Als die Nachricht eintraf, war Madeline Picard so aufgeregt, dass ihr fast der Telefonhörer aus der Hand fiel. Sie rief Tom nach unten, und nachdem sie ihm erzählt hatte, was der Polizist gesagt hatte, schlossen die beiden sich mit Tränen in den Augen in eine innige, erleichterte Umarmung. In Eile verließen sie das Farmhaus und stürmten zu ihrem Truck, der in der Scheune abgestellt worden war, Madeline schlüpfte in ein Paar abgegriffener Schuhe und Tom startete mit vor Aufregung zitternden Fingern den Motor, nachdem er fast die Schlüssel im Haus hatte liegen lassen. Er wendete den Wagen in einem halsbrecherischen Manöver und die beiden rauschten von ihrem Bauernhof und über die Landstraße Richtung Cherbourg. Den Weg zum Polizeipräsidium legten sie schneller zurück als jemals zuvor.
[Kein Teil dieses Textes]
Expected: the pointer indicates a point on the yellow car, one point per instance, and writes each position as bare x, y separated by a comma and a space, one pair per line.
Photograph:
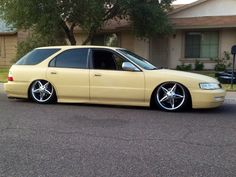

Kaum hatte Tom den Wagen auf einem willkürlich gewählten Parkplatz am Straßenrand gehalten, verließen sie das Auto und eilten, Seite an Seite, auf das Gebäude zu. Madelines Herz klopfte ihr bis zum Hals. Konnte es wahr sein, konnte es tatsächlich wahr sein? Sie hatte die Hoffnung beinahe aufgegeben. Atemlos öffnete die junge Frau die holzbeschlagene, mit Milchglasfenstern ausgestattete Tür zum Präsidium und schlüpfte gemeinsam mit ihrem Mann hindurch.

„Meine Tochter", stieß sie hervor, als sie an den Tresen eilte, „m-meine Tochter wurde gefunden."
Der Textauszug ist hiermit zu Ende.